Вот кое-что из того, что будет опубликовано в книге "Крамола":

"15-го февраля 1953-го года трое молодых трактористов (два русских и латыш) в Даугавпилской области явились пьяными на собрание избирателей, где выступал депутат в кандидаты областного совета. Шумом и громкой руганью сорвали его доклад, бранили избирательную систему.

22-го февраля 1953-го года матрос-рыбак в Новороссийске на избирательном участке, показав на портреты вождей, сказал: "Я напишу, сколько они еще будут держать народ в черном теле?". А затем, получив бюллетень, прибавил, что ему все равно за кого голосовать.

В тот же день конюх радиостанции Северного морского пароходства в Архангельске в разговоре с соседями по коммунальной квартире высказывал террористические намерения в отношении вождя народов СССР и его соратников. Видимо, бранился и говорил, что их всех надобно убить.

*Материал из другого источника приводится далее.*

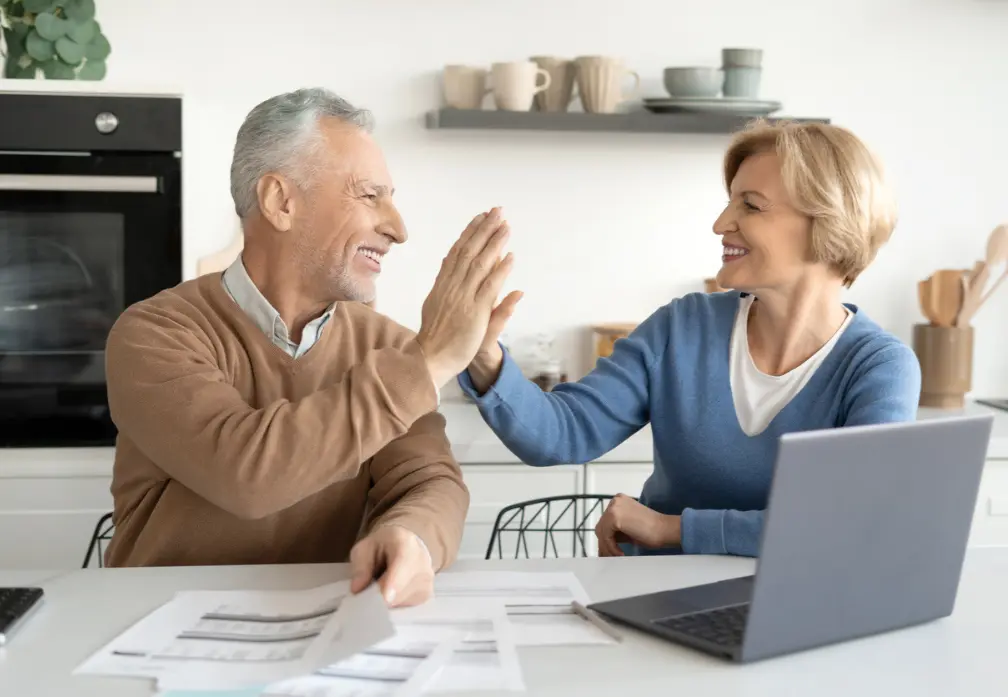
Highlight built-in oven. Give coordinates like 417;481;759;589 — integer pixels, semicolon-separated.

Колхозник из Костромской области ругал выдвинутых кандидатов в депутаты местных советов. Рабочий судоремонтного завода, эстонец, в чайной допускал хулиганские выпады по отношению к портрету одного из руководителей.

Рабочий из Иркутской области в нетрезвом состоянии на избирательном участке бранил Советскую власть.

А 19-летняя малообразованная и нигде не работавшая жительница маленького латвийского городка в конце февраля 1953-го года повесила у входа в горисполком листовку с критикой КПСС, Сталина и прошедших выборов".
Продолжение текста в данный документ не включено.